The owner - 1

Bookmark and Share
Badai krisis yang terjadi ternyata menerpa segala tingkat usaha. Walau demikian tidak semua orang mengalamai kesulitan, malah ada yang untung di dalam suasana seperti ini. Hari ini aku dihubungi sahabatku yang telah lama tidak bertemu, Pak Wirokusumo, orang Jawa yang tidak dapat berbahasa Jawa.

Selama ini kami berkomunikasi lewat email dan chating saja, dia butuh pertolongan dariku karena dia tidak berada di sini. Dia menunjukku sebagai wakilnya untuk menyelesaikan hutang piutang dengan penyewa, mengenai ruko yang di sewa oleh temannya dan tidak dapat membayar sisa uang sewa rukonya.

Setelah melakukan perudingan yang alot, aku terpaksa menyita barang-barang yang masih ada di ruko dan menjual untuk membayar sisa uang sewa (penyewanya bergerak di bidang asuransi, mereka ditarik ke kantor pusat), beberapa komputer dan peralatan kantor kulelang dengan cepat untuk menutup hutangnya, karena kantor pusatnya tidak perduli dengan urusan cabangnya.

Setelah selesai urusan keuangan, segera kukabari temanku, dia cukup gembira dengan hasil seperti itu, kemudian meminta bantuanku untuk memasarkan rukonya. Menurutku suasana seperti ini sangat sulit mencari penyewa, yang ada malah pada gulung tikar.

Beberapa hari kemudian aku dihubungi temanku, Pak Raymond (orang Batak yang kelakuannya seperti orang Jawa tetapi dapat berbahasa Karo) temanku yang berusaha di bidang panti pijat tradisional (papitra). Dia butuh pertolongan karena usahanya akan ditutup karena salah manajemen. Pertolongan yang dia butuhkan adalah menjual aset usahanya, guna membayar hutang yang melilit dan semakin lama semakin besar membengkak karena besarnya bunga pinjaman.

Satu masalah untuk memasarkan rukonya Pak Wirokusumo belum selesai, sekarang ditambah dengan menjual aset papitra.

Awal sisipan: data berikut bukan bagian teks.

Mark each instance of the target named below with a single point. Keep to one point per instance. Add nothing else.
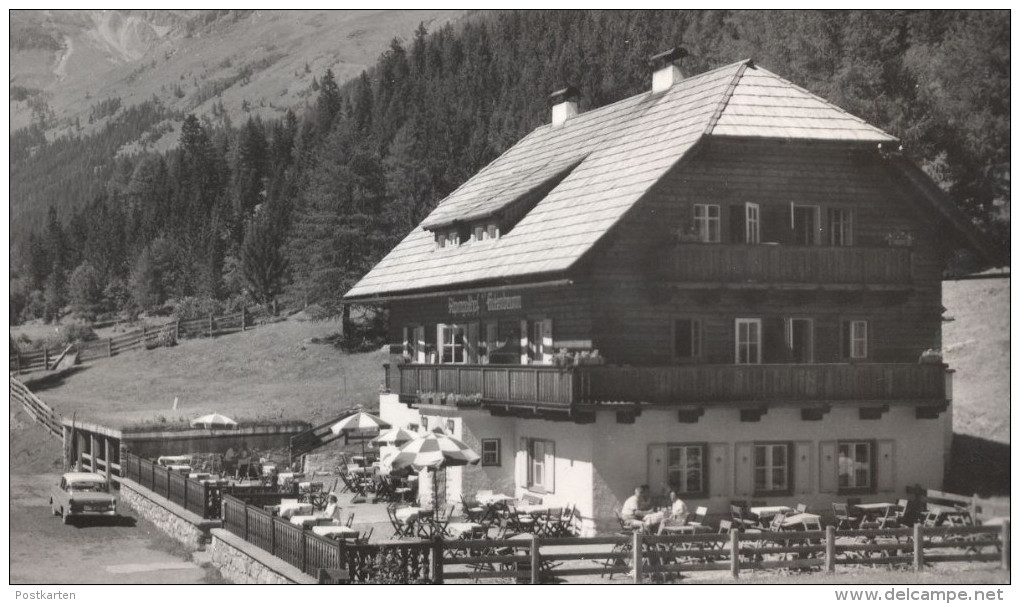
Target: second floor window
(749, 341)
(707, 222)
(840, 227)
(452, 339)
(855, 339)
(686, 339)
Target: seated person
(636, 507)
(677, 509)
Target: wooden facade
(626, 296)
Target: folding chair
(400, 530)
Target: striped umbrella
(395, 437)
(434, 451)
(359, 424)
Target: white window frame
(708, 227)
(540, 474)
(683, 469)
(494, 457)
(453, 330)
(752, 222)
(858, 339)
(848, 450)
(770, 465)
(842, 230)
(738, 342)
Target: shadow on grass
(52, 380)
(978, 466)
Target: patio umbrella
(213, 420)
(359, 424)
(434, 451)
(395, 437)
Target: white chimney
(666, 68)
(564, 105)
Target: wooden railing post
(639, 557)
(830, 549)
(918, 548)
(537, 560)
(734, 553)
(1006, 544)
(438, 561)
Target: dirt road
(125, 550)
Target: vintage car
(82, 494)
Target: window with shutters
(840, 227)
(856, 466)
(491, 452)
(541, 456)
(708, 222)
(686, 339)
(772, 468)
(452, 340)
(685, 469)
(749, 341)
(855, 339)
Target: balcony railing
(784, 265)
(562, 388)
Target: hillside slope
(65, 63)
(267, 373)
(976, 345)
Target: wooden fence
(201, 497)
(147, 338)
(541, 559)
(40, 411)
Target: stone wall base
(183, 525)
(242, 562)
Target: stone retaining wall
(242, 562)
(185, 526)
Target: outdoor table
(295, 509)
(410, 514)
(767, 511)
(494, 499)
(336, 532)
(464, 530)
(173, 459)
(800, 518)
(307, 521)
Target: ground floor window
(491, 452)
(541, 459)
(855, 464)
(771, 467)
(685, 469)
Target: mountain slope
(64, 64)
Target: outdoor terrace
(567, 389)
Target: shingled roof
(613, 155)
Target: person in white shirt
(677, 509)
(635, 507)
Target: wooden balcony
(788, 266)
(577, 388)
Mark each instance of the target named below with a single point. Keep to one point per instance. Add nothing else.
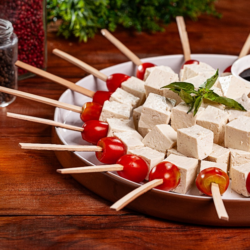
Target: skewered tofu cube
(196, 141)
(123, 96)
(159, 78)
(233, 87)
(239, 176)
(238, 158)
(164, 68)
(115, 110)
(137, 115)
(131, 139)
(118, 125)
(215, 120)
(188, 168)
(210, 164)
(135, 87)
(156, 110)
(161, 138)
(237, 134)
(149, 155)
(180, 118)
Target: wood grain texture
(42, 209)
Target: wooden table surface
(45, 210)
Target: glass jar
(28, 18)
(8, 57)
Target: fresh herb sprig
(194, 98)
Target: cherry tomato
(142, 69)
(212, 175)
(94, 131)
(115, 81)
(168, 172)
(113, 149)
(190, 62)
(91, 111)
(135, 168)
(248, 183)
(228, 69)
(101, 96)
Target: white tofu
(239, 176)
(149, 155)
(233, 87)
(115, 110)
(238, 158)
(156, 110)
(219, 154)
(215, 120)
(188, 168)
(123, 96)
(196, 141)
(180, 118)
(161, 138)
(131, 139)
(237, 134)
(117, 125)
(164, 68)
(159, 78)
(210, 164)
(137, 115)
(135, 87)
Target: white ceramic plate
(74, 138)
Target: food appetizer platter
(165, 143)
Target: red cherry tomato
(94, 131)
(91, 111)
(115, 81)
(190, 62)
(228, 69)
(113, 149)
(168, 172)
(101, 96)
(142, 69)
(135, 168)
(212, 175)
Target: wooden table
(42, 209)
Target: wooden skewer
(219, 206)
(246, 47)
(41, 99)
(80, 64)
(184, 37)
(135, 59)
(135, 193)
(65, 83)
(55, 147)
(80, 170)
(44, 121)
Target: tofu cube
(135, 87)
(180, 118)
(237, 134)
(164, 68)
(196, 142)
(215, 120)
(149, 155)
(118, 125)
(115, 110)
(239, 176)
(131, 139)
(188, 168)
(122, 96)
(161, 138)
(156, 110)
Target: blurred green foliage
(83, 18)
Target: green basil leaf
(209, 83)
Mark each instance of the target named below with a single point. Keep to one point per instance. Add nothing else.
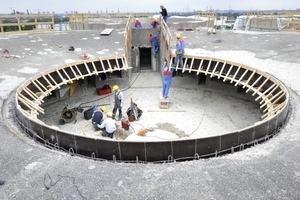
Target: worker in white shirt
(108, 126)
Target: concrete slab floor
(266, 171)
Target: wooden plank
(107, 31)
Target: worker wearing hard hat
(167, 74)
(137, 23)
(164, 13)
(154, 23)
(108, 126)
(179, 50)
(154, 43)
(98, 116)
(118, 101)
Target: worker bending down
(98, 116)
(118, 101)
(108, 126)
(167, 79)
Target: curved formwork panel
(258, 86)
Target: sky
(61, 6)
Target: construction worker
(164, 13)
(108, 126)
(118, 101)
(137, 23)
(154, 23)
(154, 43)
(6, 53)
(179, 50)
(167, 79)
(98, 116)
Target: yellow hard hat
(115, 88)
(109, 114)
(103, 108)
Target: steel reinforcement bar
(269, 92)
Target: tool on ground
(69, 115)
(133, 112)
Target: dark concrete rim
(271, 94)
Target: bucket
(125, 124)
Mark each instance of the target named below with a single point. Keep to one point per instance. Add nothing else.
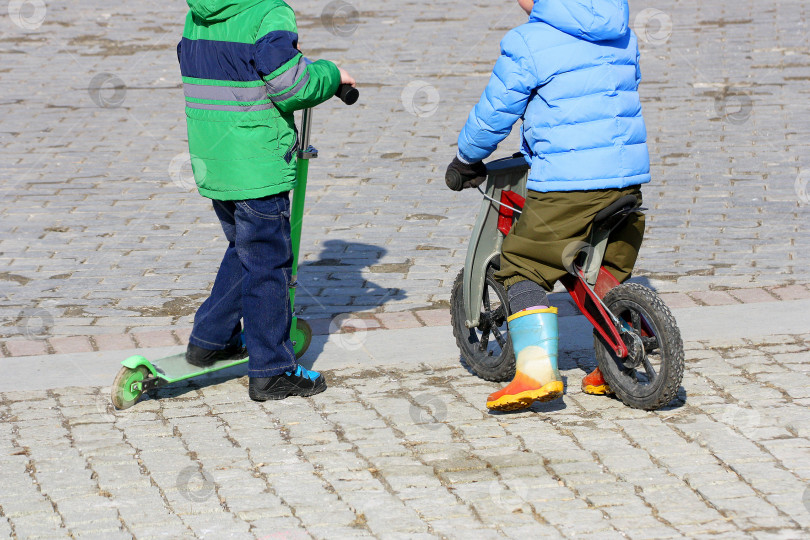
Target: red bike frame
(587, 298)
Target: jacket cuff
(464, 159)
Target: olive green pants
(553, 224)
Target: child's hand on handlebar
(345, 78)
(461, 175)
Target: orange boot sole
(595, 385)
(524, 400)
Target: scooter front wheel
(486, 348)
(650, 375)
(126, 389)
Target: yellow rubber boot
(534, 338)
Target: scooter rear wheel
(125, 391)
(486, 348)
(301, 337)
(650, 376)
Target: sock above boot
(526, 294)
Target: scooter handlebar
(347, 94)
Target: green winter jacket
(243, 77)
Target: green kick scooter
(138, 375)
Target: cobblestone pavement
(412, 453)
(101, 231)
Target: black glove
(461, 176)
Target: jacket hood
(219, 10)
(593, 20)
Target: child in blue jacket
(571, 74)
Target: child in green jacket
(243, 77)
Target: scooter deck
(175, 368)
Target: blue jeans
(253, 284)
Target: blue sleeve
(503, 102)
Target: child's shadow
(334, 284)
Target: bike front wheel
(486, 348)
(651, 374)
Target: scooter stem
(305, 153)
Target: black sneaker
(302, 382)
(197, 356)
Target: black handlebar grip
(347, 94)
(454, 180)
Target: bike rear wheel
(486, 348)
(650, 376)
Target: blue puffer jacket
(572, 74)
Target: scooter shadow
(340, 265)
(181, 388)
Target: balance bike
(138, 375)
(637, 343)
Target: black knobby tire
(655, 380)
(496, 361)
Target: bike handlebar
(454, 180)
(348, 94)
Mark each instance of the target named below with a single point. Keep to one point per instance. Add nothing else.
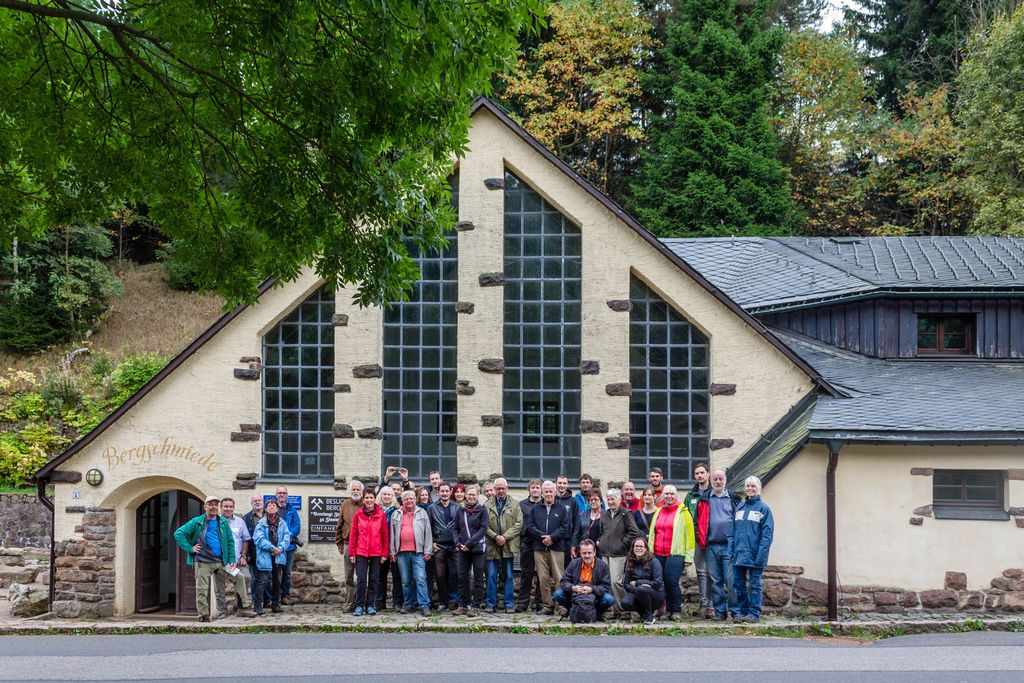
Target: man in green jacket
(504, 531)
(209, 546)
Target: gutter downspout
(833, 598)
(48, 504)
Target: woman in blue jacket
(271, 538)
(753, 530)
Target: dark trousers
(527, 580)
(367, 581)
(446, 573)
(267, 587)
(389, 568)
(286, 575)
(644, 600)
(471, 560)
(673, 567)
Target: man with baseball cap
(209, 546)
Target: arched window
(669, 417)
(298, 391)
(541, 399)
(420, 342)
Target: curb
(864, 630)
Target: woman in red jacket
(368, 547)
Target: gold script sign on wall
(145, 454)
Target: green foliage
(990, 110)
(180, 269)
(264, 135)
(909, 41)
(712, 167)
(58, 288)
(131, 374)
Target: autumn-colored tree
(579, 90)
(824, 124)
(914, 184)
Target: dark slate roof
(926, 400)
(767, 273)
(775, 449)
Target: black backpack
(584, 608)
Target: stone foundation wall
(25, 522)
(788, 592)
(84, 583)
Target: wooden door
(188, 507)
(147, 555)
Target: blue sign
(294, 502)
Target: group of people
(442, 547)
(253, 552)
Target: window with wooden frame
(945, 335)
(969, 495)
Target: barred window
(541, 398)
(298, 391)
(669, 410)
(420, 341)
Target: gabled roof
(607, 203)
(932, 401)
(773, 273)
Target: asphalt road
(309, 657)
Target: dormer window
(945, 335)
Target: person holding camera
(401, 473)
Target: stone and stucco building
(556, 335)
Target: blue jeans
(720, 572)
(747, 581)
(672, 568)
(564, 599)
(286, 574)
(414, 580)
(494, 566)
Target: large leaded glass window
(541, 400)
(669, 418)
(420, 342)
(298, 391)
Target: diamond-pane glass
(298, 391)
(669, 410)
(420, 342)
(541, 398)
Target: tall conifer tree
(712, 167)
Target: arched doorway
(164, 582)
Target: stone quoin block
(369, 371)
(245, 436)
(718, 389)
(492, 280)
(621, 442)
(593, 427)
(492, 366)
(619, 389)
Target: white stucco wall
(875, 499)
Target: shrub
(131, 374)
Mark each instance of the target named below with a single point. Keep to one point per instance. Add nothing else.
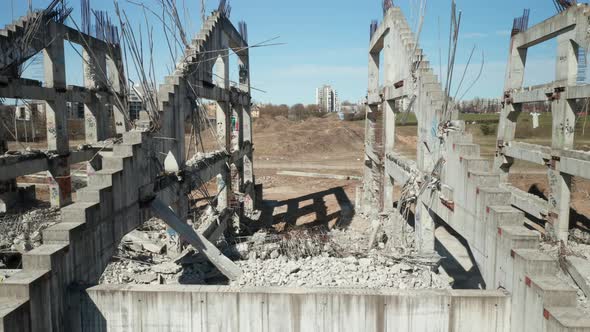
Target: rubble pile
(374, 271)
(23, 232)
(146, 256)
(300, 257)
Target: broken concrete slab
(224, 264)
(141, 239)
(579, 270)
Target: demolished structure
(452, 185)
(137, 170)
(143, 168)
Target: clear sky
(327, 41)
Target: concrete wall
(212, 308)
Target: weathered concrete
(203, 308)
(467, 194)
(125, 177)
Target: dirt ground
(328, 145)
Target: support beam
(199, 242)
(60, 184)
(563, 130)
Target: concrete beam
(198, 241)
(533, 153)
(12, 167)
(545, 30)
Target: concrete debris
(167, 268)
(23, 232)
(300, 257)
(143, 242)
(375, 271)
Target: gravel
(375, 271)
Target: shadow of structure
(329, 208)
(452, 249)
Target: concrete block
(527, 262)
(81, 212)
(103, 196)
(15, 315)
(63, 232)
(33, 287)
(566, 319)
(542, 292)
(496, 217)
(103, 178)
(579, 269)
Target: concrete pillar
(563, 132)
(509, 115)
(223, 111)
(55, 77)
(60, 184)
(389, 130)
(372, 175)
(95, 112)
(117, 81)
(372, 164)
(223, 134)
(424, 228)
(506, 132)
(246, 133)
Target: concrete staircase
(76, 251)
(12, 51)
(506, 251)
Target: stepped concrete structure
(125, 173)
(145, 168)
(458, 188)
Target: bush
(488, 129)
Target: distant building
(327, 99)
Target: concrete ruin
(451, 184)
(144, 171)
(126, 173)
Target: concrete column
(424, 227)
(563, 131)
(95, 112)
(56, 112)
(389, 130)
(223, 134)
(246, 133)
(236, 126)
(60, 183)
(372, 176)
(506, 132)
(509, 115)
(117, 81)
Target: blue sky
(327, 40)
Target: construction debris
(23, 232)
(319, 175)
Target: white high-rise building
(327, 99)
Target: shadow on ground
(311, 210)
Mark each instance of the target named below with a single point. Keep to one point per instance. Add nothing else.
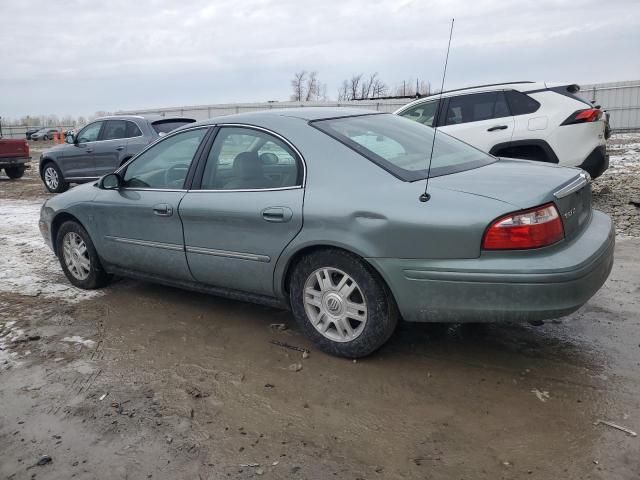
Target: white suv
(535, 121)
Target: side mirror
(113, 181)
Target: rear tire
(78, 257)
(341, 303)
(14, 172)
(53, 179)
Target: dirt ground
(143, 381)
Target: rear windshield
(402, 147)
(166, 126)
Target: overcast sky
(80, 56)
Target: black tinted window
(520, 103)
(90, 132)
(133, 130)
(114, 129)
(476, 107)
(247, 159)
(166, 126)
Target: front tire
(14, 172)
(342, 304)
(78, 257)
(53, 179)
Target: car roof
(302, 113)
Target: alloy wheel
(76, 256)
(335, 304)
(51, 178)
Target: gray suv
(101, 147)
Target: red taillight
(584, 116)
(534, 228)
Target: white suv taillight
(583, 116)
(534, 228)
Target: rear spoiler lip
(173, 119)
(574, 185)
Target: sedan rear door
(140, 229)
(480, 119)
(244, 209)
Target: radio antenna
(426, 196)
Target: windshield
(402, 146)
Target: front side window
(114, 129)
(90, 132)
(165, 165)
(423, 113)
(476, 107)
(248, 159)
(403, 147)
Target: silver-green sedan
(322, 210)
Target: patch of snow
(27, 265)
(79, 340)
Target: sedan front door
(245, 211)
(109, 151)
(480, 119)
(78, 160)
(140, 229)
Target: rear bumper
(498, 286)
(596, 162)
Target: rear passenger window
(166, 126)
(476, 107)
(423, 113)
(114, 129)
(248, 159)
(520, 103)
(133, 130)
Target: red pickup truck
(14, 156)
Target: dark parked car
(14, 156)
(30, 131)
(319, 210)
(101, 147)
(48, 133)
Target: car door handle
(277, 214)
(163, 210)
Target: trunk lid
(10, 147)
(525, 184)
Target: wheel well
(57, 223)
(299, 255)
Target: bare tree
(298, 85)
(354, 86)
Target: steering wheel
(174, 176)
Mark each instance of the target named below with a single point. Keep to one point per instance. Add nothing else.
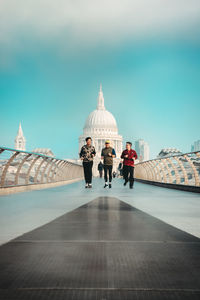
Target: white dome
(100, 120)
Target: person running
(86, 155)
(128, 155)
(107, 154)
(100, 169)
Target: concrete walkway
(20, 213)
(104, 250)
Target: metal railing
(182, 169)
(27, 168)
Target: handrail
(180, 169)
(19, 168)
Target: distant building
(195, 146)
(168, 152)
(44, 151)
(20, 141)
(101, 125)
(142, 149)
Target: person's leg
(85, 171)
(105, 173)
(131, 169)
(90, 165)
(110, 173)
(125, 174)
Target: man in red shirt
(128, 155)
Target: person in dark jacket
(100, 169)
(128, 155)
(107, 154)
(86, 155)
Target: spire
(20, 141)
(100, 104)
(20, 132)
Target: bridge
(62, 241)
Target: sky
(55, 54)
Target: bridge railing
(181, 170)
(18, 168)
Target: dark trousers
(128, 173)
(87, 166)
(107, 169)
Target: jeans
(108, 169)
(87, 166)
(128, 173)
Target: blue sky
(53, 57)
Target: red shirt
(129, 161)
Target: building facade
(101, 125)
(195, 146)
(142, 149)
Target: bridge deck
(105, 249)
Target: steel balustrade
(182, 169)
(18, 168)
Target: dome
(100, 120)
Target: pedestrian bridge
(68, 242)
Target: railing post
(3, 176)
(19, 168)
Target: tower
(20, 141)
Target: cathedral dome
(100, 120)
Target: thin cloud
(90, 21)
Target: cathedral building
(101, 125)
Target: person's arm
(131, 155)
(81, 153)
(122, 155)
(94, 152)
(102, 156)
(135, 155)
(113, 153)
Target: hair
(88, 138)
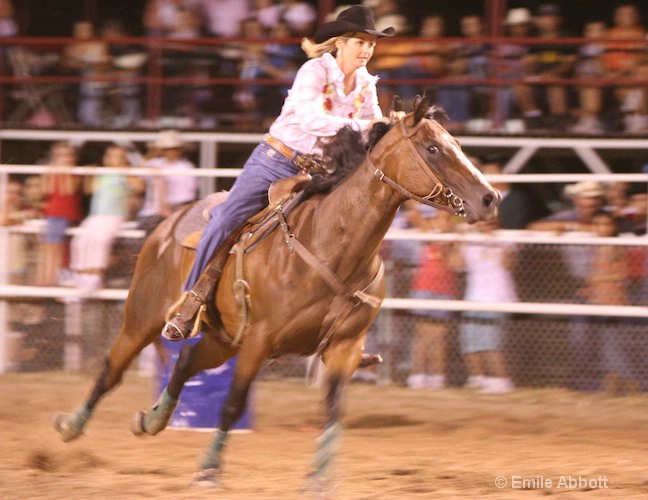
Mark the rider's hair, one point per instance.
(313, 49)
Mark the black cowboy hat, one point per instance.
(355, 19)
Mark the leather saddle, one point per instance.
(279, 194)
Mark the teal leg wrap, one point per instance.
(158, 416)
(212, 458)
(328, 444)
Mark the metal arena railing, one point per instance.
(41, 328)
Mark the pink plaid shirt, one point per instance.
(316, 107)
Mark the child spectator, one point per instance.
(166, 194)
(108, 210)
(489, 278)
(434, 279)
(607, 284)
(62, 209)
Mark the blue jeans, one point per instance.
(248, 196)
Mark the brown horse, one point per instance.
(314, 286)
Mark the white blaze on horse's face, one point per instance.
(479, 204)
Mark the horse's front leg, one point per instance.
(254, 351)
(341, 359)
(206, 353)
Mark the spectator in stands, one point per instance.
(465, 61)
(388, 13)
(63, 197)
(299, 15)
(223, 17)
(607, 284)
(434, 279)
(247, 96)
(128, 60)
(509, 59)
(625, 59)
(408, 58)
(590, 65)
(15, 211)
(91, 60)
(178, 18)
(166, 194)
(587, 198)
(8, 25)
(280, 61)
(91, 248)
(520, 204)
(549, 59)
(268, 12)
(489, 278)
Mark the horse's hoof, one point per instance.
(318, 488)
(206, 478)
(64, 426)
(369, 360)
(137, 424)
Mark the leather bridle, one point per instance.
(453, 204)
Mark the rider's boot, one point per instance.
(187, 318)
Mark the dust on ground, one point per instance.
(397, 444)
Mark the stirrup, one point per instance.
(369, 360)
(178, 327)
(173, 332)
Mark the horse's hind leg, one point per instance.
(341, 359)
(254, 351)
(126, 347)
(206, 353)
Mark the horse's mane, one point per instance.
(342, 156)
(347, 149)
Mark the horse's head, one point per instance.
(425, 162)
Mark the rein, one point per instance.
(454, 203)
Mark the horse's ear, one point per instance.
(397, 111)
(417, 101)
(397, 103)
(421, 107)
(438, 114)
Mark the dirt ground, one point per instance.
(397, 444)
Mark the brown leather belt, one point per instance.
(305, 163)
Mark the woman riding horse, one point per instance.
(331, 90)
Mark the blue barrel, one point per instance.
(203, 395)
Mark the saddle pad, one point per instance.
(194, 219)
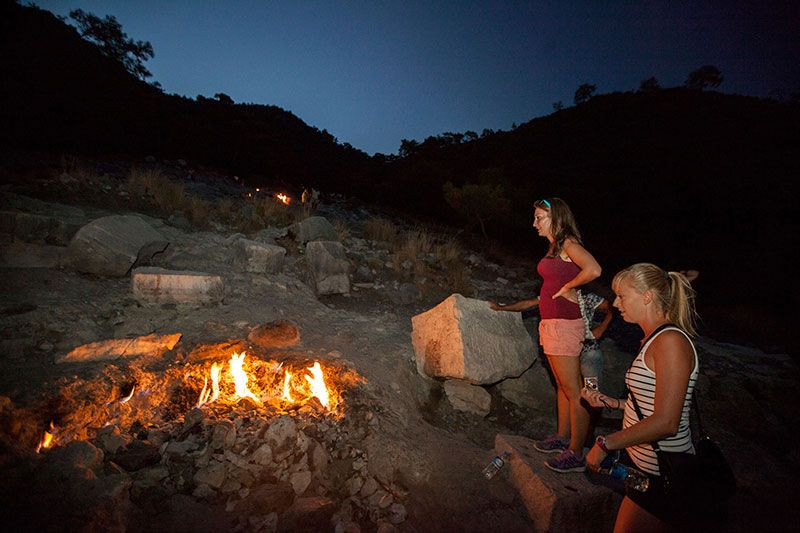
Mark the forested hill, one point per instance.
(679, 177)
(60, 94)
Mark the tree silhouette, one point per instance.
(476, 202)
(107, 34)
(584, 93)
(649, 85)
(705, 76)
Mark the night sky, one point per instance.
(373, 73)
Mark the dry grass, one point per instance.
(342, 229)
(381, 230)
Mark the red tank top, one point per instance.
(555, 273)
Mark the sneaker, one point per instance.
(551, 444)
(566, 461)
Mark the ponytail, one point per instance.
(672, 291)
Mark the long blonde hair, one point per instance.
(672, 292)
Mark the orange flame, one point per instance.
(317, 382)
(240, 377)
(47, 438)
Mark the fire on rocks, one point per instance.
(227, 439)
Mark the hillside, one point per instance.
(60, 94)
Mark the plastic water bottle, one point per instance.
(634, 478)
(495, 465)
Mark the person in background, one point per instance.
(661, 381)
(566, 265)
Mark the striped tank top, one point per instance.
(641, 382)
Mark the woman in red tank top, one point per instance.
(567, 265)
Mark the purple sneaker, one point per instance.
(551, 444)
(566, 461)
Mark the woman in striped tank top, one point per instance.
(661, 379)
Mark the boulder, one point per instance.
(532, 389)
(277, 334)
(558, 502)
(329, 267)
(259, 257)
(463, 338)
(121, 348)
(110, 246)
(158, 285)
(313, 229)
(464, 396)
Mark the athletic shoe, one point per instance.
(566, 461)
(551, 444)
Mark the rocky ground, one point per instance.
(399, 455)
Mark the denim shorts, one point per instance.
(592, 359)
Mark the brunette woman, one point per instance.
(660, 381)
(566, 265)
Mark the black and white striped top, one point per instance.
(641, 382)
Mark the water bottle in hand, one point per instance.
(495, 465)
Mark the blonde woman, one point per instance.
(660, 380)
(566, 265)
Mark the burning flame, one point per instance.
(47, 438)
(287, 391)
(317, 382)
(240, 377)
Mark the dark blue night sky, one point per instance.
(373, 73)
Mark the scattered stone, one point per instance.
(259, 257)
(277, 334)
(155, 345)
(463, 338)
(464, 396)
(313, 229)
(329, 267)
(158, 285)
(556, 502)
(110, 246)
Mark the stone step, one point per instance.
(159, 285)
(556, 502)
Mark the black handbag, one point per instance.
(704, 477)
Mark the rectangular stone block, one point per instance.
(158, 285)
(556, 502)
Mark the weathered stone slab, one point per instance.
(26, 255)
(259, 257)
(532, 389)
(121, 348)
(463, 338)
(329, 267)
(110, 246)
(313, 229)
(558, 502)
(464, 396)
(277, 334)
(158, 285)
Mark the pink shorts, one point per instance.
(561, 336)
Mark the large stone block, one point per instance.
(532, 389)
(121, 348)
(313, 229)
(259, 257)
(558, 502)
(463, 338)
(158, 285)
(110, 246)
(329, 267)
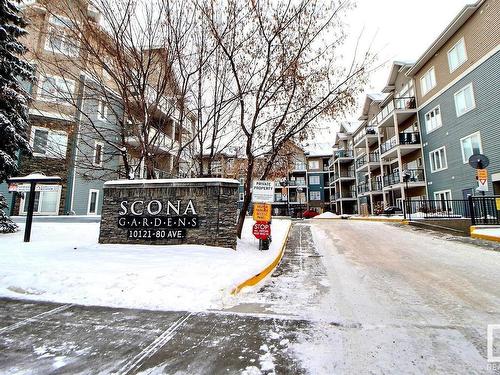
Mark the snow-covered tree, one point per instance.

Menurutku siapa yang mau beli bekasnya papitra, terutama tempat tidur dan lain sebagainya yang nilainya sudah dianggap consumables.

Beberapa minggu tidak ada hasil sementara mereka berdua menanyakan terus menerus. Akhirnya aku mengundang mereka berdua dan memberikan usulan yakni, rukonya Pak Wirokusumo akan kujadikan Papitra, sehingga uang sewa rukonya kuanggap sebagai modal penyerta. Sedangkan untuk Pak Raymond asetnya kugunakan juga sebagai modal penyerta. Dia membeli asetnya sendiri dan dari hasil penjualan itu dibagi-bagikan ke para pemilik lama usaha papitranya. Singkat kata, jadilah kami bertiga memiliki sebuah papitra, yang kami sepakati dengan nama Panti Pijat Tradisional Sumber Hidup.

*** Persiapan ***

Lokasi rukonya Pak Wirokusumo, menurutku strategis. Lahan parkirnya luas, rukonya agak ke dalam (untuk para pemula, tidak akan sungkan-sungkan kalau parkir kendaraan agar tidak mudah diketahui). Tidak jauh dari lokasi ada Anjungan Tunai Mandiri dari beberapa Bank, menurutku ini sangat berguna untuk tamu yang 'kekurangan uang' atau tidak bawa uang tetapi saat melintas ingin mencoba, karena kami tidak menyediakan perlengkapan untuk menggesek.

Adalah sangat riskan mempunyai bukti pembayaran dari suatu papitra, terlebih lagi bila mempunyai lembar tagihan dengan transaksi papitra. Walau sebetulnya ada yang dapat mengganti 'header' dari tagihan tersebut menjadi 'rumah makan' dan lain sebagainya. Tetapi daripada ada masalah di kemudian hari, lebih baik kami mengambil jalan "cash only", masak mau menyalurkan syahwat saja 'ngutang'.

Pusat keamanan juga tidak jauh, hanya beberapa ratus meter. Ini juga merupakan unsur yang perlu dipertimbangkan. Apartemen dan hotel ada di berbagai penjuru, ruko ini dapat dikatakan sebagai pusat persilangan antar beberapa apartemen dan hotel di sekitar papitra. Unsur ini penting bila ada "kebutuhan" dari pihak hotel atau apartemen yang membutuhkan jasa, tidak kesulitan mencari karena dekatnya lokasi. Sebaliknya pun dapat terjadi, bila mereka ingin lebih bebas ingin melakukan di luar, dipersilahkan karena dekatnya hotel, dengan catatan membayar biaya untuk 'dibawa keluar'.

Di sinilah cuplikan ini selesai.